Kerry Pushes Rice to Consider Burmese Junta’s Actions as “Crimes Against Humanity”


WASHINGTON, D.C. – Sen. John Kerry today sent a letter to Secretary of State Condoleezza Rice to express his grave concerns over the Burmese military junta’s restricting foreign aid to millions devastated by the recent cyclone, and to ask whether the junta’s actions may constitute “crimes against humanity” under international law. Kerry has requested a legal opinion from the State Department.

“The junta’s refusal to accept foreign aid has inflicted extraordinary pain and suffering on the Burmese people,” said Sen. Kerry. “The systematic restrictions on international support have denied lifesaving disaster assistance to over a million people. Our State Department should be considering every possible tool to create leverage to force the junta to allow humanitarian aid to reach the people. That includes investigating whether the junta’s actions constitute a crime against humanity under international law.”

The text of the letter is as follows:

June 17, 2008

The Honorable Condoleezza Rice
Secretary of State
U.S. Department of State
Washington, DC 20520

Dear Madam Secretary:

I write to express my serious concerns about the efforts of Burma’s ruling military junta to restrict foreign aid to the people of their country, who are recovering from the devastation wrought by Tropical Cyclone Nargis on May 3, 2008.

As you know, conditions in the cyclone’s wake have heightened the risk of starvation, disease, and deprivation. According to the UN, 2.4 million people were affected by the disaster; six weeks later, over 1 million still have not received disaster assistance.

Despite the suffering of Burma’s people, the military junta has undertaken a widespread and systematic effort to restrict the flow of international aid. The U.S. Agency for International Development recently noted that “a lack of access to areas affected by the storm continues to impose serious constraints on the effectiveness of relief operations.” The UN Office for the Coordination of Humanitarian Affairs likewise has found that Burma’s visa process for NGO staff continues to move slowly, making a bad situation worse.

This is simply unacceptable. It is clear that the military junta’s failure to meet the most basic humanitarian needs of Burma’s people constitutes “criminal neglect,” as Secretary Gates put it, on a nation-wide scale. Its concerted efforts to prevent life-saving humanitarian aid from reaching Burma’s people raise legitimate questions as to whether the intentional inactivity of the regime warrants classification under a more egregious crime: a crime against humanity triable by international tribunals and by national courts around the world.

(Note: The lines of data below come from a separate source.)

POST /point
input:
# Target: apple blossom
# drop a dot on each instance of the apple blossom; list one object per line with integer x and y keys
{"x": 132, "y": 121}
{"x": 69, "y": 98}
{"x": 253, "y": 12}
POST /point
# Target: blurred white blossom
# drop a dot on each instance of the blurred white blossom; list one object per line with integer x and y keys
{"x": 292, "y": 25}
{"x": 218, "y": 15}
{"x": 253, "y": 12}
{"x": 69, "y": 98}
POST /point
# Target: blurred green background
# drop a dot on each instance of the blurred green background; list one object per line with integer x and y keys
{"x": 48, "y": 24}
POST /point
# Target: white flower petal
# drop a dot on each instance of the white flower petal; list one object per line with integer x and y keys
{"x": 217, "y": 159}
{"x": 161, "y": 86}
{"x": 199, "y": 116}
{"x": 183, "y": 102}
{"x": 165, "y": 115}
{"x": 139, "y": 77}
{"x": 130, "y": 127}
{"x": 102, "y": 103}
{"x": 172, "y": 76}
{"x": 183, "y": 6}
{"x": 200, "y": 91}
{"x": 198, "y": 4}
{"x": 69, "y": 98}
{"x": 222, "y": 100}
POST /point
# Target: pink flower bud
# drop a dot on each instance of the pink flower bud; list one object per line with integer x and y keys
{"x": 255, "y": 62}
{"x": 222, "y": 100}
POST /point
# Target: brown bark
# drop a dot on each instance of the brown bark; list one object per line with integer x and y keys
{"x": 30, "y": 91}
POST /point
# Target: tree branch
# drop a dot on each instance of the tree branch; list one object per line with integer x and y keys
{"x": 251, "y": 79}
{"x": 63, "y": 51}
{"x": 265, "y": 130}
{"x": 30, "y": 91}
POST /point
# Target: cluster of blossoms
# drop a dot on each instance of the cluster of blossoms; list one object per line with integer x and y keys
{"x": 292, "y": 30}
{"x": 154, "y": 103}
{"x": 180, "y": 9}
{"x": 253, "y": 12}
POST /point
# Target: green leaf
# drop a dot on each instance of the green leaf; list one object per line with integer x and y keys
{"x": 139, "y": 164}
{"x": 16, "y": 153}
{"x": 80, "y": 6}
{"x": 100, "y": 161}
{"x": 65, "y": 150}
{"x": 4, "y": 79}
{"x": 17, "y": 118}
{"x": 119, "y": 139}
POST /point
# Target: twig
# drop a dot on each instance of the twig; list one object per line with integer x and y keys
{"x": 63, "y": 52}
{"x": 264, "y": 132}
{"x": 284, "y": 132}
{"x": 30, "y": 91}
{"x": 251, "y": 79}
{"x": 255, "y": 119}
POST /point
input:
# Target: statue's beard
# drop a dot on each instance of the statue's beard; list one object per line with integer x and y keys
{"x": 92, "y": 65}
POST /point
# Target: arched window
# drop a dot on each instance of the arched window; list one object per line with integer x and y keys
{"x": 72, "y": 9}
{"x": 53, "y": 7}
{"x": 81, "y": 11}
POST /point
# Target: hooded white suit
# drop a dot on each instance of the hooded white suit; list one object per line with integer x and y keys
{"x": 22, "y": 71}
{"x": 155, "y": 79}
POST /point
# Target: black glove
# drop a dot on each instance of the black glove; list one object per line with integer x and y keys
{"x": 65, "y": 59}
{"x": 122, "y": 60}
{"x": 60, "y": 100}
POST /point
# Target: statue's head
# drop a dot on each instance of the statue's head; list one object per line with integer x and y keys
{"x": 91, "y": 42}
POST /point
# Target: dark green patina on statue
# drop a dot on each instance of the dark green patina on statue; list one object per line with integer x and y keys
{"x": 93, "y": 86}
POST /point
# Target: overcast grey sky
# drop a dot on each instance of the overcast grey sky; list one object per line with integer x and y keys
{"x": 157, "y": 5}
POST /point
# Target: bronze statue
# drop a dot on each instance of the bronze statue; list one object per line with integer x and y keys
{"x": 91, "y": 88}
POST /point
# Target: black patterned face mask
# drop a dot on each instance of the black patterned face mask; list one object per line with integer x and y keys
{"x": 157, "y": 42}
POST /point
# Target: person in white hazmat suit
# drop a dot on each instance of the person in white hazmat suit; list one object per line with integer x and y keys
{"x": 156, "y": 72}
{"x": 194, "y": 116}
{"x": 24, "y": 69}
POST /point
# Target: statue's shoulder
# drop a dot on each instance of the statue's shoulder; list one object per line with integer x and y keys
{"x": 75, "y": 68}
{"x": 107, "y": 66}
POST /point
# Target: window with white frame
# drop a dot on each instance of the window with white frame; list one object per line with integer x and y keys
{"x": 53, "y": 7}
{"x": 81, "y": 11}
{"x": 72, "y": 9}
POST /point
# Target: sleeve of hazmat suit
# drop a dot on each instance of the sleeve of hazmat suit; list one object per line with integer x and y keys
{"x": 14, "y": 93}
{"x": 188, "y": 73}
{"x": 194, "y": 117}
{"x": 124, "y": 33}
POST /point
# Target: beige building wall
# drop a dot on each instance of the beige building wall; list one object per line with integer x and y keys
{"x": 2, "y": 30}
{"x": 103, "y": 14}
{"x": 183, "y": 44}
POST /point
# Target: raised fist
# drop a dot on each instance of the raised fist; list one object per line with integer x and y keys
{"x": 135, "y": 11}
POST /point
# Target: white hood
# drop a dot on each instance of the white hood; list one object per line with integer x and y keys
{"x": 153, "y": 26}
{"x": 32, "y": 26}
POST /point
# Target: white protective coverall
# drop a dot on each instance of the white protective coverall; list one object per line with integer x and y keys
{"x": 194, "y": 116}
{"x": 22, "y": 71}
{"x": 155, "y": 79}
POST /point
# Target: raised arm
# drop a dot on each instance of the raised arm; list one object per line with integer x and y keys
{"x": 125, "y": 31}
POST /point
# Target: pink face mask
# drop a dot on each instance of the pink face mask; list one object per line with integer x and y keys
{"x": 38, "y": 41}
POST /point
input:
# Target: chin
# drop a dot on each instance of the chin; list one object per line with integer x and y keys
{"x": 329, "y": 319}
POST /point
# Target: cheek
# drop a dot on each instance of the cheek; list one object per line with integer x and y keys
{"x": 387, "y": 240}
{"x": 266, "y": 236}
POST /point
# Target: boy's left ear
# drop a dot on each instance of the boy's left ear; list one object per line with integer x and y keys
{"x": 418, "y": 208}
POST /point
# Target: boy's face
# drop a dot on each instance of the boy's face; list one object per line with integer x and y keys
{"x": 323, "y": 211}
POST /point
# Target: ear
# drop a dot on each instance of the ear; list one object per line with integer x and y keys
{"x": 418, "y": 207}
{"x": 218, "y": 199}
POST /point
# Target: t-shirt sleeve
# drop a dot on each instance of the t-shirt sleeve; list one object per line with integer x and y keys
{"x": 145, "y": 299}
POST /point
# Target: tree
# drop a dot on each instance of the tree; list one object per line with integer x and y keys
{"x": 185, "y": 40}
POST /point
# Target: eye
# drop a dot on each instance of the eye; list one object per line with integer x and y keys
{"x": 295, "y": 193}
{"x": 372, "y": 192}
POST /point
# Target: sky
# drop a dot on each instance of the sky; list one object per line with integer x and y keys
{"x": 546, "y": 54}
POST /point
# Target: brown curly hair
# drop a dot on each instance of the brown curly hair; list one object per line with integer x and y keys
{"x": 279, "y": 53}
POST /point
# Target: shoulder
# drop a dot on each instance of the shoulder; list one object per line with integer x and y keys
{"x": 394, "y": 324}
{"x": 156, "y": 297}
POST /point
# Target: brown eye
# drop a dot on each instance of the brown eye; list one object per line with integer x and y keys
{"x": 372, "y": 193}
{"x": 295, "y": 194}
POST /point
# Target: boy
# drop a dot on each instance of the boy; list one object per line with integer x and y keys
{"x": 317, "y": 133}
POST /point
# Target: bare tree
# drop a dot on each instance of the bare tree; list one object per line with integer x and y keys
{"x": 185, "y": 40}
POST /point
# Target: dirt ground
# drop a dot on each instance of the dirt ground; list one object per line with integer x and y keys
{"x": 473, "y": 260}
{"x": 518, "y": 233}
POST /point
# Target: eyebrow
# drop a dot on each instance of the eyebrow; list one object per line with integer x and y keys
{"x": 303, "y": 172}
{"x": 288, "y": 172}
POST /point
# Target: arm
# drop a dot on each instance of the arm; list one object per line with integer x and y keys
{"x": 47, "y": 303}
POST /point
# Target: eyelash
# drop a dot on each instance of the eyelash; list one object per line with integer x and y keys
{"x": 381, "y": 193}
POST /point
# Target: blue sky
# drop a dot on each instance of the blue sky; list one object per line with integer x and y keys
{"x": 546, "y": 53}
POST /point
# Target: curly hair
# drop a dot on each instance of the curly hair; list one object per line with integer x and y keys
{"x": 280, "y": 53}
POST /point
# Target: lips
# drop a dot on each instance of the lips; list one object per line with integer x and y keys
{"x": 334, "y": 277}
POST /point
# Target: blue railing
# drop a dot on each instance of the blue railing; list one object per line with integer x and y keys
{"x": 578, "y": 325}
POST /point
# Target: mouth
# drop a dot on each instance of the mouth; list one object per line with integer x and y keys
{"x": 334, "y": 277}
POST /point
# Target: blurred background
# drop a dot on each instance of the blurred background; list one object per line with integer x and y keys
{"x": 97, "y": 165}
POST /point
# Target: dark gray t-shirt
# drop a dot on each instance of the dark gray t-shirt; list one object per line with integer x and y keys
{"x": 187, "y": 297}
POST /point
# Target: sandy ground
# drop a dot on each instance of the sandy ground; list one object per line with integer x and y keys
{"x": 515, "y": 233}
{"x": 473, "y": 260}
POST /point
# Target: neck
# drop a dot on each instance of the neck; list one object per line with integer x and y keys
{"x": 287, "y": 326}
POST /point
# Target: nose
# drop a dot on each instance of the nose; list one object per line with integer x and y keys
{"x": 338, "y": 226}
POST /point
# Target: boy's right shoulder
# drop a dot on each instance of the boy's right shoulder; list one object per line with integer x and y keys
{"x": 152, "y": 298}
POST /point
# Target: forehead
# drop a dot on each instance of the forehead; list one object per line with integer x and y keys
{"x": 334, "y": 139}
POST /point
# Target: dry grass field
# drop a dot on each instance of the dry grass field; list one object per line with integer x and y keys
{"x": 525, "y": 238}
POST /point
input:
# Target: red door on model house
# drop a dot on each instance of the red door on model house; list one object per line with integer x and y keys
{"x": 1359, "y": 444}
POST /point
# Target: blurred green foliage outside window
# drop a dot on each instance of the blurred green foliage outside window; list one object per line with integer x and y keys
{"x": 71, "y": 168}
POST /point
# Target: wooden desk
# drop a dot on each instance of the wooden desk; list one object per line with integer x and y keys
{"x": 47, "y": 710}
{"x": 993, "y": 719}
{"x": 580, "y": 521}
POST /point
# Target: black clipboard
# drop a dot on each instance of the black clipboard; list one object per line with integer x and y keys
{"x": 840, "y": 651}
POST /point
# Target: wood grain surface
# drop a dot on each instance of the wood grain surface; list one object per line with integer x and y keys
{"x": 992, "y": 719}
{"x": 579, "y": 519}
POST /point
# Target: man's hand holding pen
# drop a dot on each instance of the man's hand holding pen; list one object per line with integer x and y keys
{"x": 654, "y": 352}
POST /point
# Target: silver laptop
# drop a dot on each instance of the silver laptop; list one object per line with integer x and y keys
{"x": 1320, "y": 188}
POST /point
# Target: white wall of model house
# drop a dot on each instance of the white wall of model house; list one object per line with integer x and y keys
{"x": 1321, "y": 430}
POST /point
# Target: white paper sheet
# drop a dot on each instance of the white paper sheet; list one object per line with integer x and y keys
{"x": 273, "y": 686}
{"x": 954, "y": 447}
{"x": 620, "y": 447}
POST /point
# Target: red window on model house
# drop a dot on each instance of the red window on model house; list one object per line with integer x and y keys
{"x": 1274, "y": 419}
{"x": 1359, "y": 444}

As you may be aware, Article VII of the Rome Statute of the International Criminal Court defines crimes against humanity as certain acts “committed as part of a widespread or systematic attack directed against any civilian population.” Such crimes include a residual category of “inhumane acts of a similar character intentionally causing great suffering, or serious injury to body or to mental or physical health.”

I respectfully request that your Department review whether the military junta’s inexcusable response to Tropical Cyclone Nargis constitutes a crime against humanity under international law, and that you provide me with your legal opinion.

Thank you for your serious and timely consideration of this request. I look forward to your response.


John F. Kerry

Cc: John B. Bellinger, III, Legal Advisor to the Secretary of State

One Response

  1. […] Weekly : Vol 36 , WE Sun 3rd Aug ’08 Kerry Pushes Rice to Consider Burmese Juntas Actions as Crimes Against Humanity Posted on July 28, 2008 by sanooaung 06/17/2008 WASHINGTON, D.C. Sen. John Kerry today sent a […]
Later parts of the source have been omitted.